En 2010, dans son livre Hunger Games, Suzanne Collins inventait des animaux génétiquement modifiés pour combattre les groupes rebelles. En 2021, dans Mourir peut attendre, la mission de James Bond était de retrouver un virus développé en laboratoire et dérobé par un groupe terroriste. En 2023, la série The Last of Us montrait une société à moitié transformée en zombies à cause de la mutation d’un champignon parasite. Ces trois exemples ont en commun le fait qu’ils soient tirés d’œuvres de science-fiction où le « vivant » est utilisé comme arme au détriment de l’espèce humaine. Seulement, la science-fiction a régulièrement montré qu’il n’y avait qu’un pas vers la réalité en prophétisant des avancées majeures de notre siècle. En 1964, Arthur Clarke prédisait l’avènement de l’Internet dans son livre 2001 : L’Odyssée de l’espace. La même année, l’auteur Isaac Asimov donnait une entrevue d’anthologie dans laquelle il prédisait le développement des ordinateurs portables et des smartphones. Cette « prophétisation » n’est pas inédite étant donné que la science-fiction est, dans son essence même, un genre narratif qui utilise la réalité de la science contemporaine et anticipe ses progrès pour dépeindre des états futurs du monde. Dans le contexte de la modification du vivant, il est donc pertinent pour les gouvernements de s’intéresser à la science-fiction en tant qu’outil pour déterminer à quoi pourraient ressembler les sociétés de demain, quels nouveaux risques peuvent émerger et, surtout, comment les anticiper.

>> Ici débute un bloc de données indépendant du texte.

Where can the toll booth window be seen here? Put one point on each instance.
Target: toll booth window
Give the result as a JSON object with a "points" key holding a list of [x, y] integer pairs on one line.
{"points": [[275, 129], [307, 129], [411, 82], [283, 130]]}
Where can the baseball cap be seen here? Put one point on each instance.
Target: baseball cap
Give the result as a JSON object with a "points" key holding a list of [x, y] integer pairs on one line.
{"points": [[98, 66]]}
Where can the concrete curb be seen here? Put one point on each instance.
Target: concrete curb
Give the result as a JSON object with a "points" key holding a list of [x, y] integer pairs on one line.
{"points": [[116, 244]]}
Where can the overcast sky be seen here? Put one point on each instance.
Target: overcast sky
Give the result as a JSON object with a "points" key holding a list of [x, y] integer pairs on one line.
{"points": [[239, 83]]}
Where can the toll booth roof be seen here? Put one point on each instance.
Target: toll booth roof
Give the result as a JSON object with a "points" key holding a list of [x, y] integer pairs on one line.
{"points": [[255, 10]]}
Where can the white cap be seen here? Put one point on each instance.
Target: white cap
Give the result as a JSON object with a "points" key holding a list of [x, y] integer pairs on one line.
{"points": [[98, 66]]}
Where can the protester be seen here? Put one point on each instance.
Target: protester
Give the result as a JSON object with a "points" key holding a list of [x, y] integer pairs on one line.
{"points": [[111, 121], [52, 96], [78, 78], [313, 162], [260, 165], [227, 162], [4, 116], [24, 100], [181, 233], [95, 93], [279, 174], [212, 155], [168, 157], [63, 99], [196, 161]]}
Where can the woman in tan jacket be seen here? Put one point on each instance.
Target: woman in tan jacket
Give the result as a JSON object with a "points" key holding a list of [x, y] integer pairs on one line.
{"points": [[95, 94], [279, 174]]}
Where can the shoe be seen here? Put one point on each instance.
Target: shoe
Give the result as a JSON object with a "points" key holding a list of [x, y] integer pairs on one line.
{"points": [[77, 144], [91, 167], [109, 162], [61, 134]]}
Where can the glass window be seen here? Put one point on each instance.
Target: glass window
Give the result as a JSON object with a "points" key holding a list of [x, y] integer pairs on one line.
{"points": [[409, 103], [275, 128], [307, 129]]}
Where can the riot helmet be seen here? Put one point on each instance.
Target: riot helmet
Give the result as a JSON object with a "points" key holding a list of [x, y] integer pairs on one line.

La collaboration entre le ministère français des Armées et des auteurs de science-fiction
Le ministère des Armées françaises a lancé en 2019 un projet conjoint avec l’université Paris Sciences & Lettres (PSL), réunissant auteurs et scénaristes de science-fiction avec des experts scientifiques et militaires, afin d’imaginer les potentiels conflits de l’horizon 2030-2060. Nommé la Red Team, son objectif est de nourrir les réflexions stratégiques du ministère en anticipant les futurs défis technologiques, économiques, sociétaux et environnementaux grâce à la confrontation entre les « savoirs militaires, la science-fiction, la recherche scientifique pluridisciplinaire et les arts ». L’approche fictionnelle est clé, car elle permet de considérer toutes les éventualités et de bousculer les connaissances militaires avec de nouveaux éléments. Les scénarios de la Red Team permettent des ajustements proactifs de la préparation militaire, notamment en concevant de nouveaux systèmes d’armes, en ajustant les pratiques d’entraînement et en créant de nouvelles régulations. En d’autres termes, ce travail est capital pour identifier les domaines où la préparation pourrait être insuffisante ou manquante. Cependant, seuls les scénarios ne présentant pas de risque pour la sécurité nationale sont rendus publics chaque année afin de nourrir la réflexion collective.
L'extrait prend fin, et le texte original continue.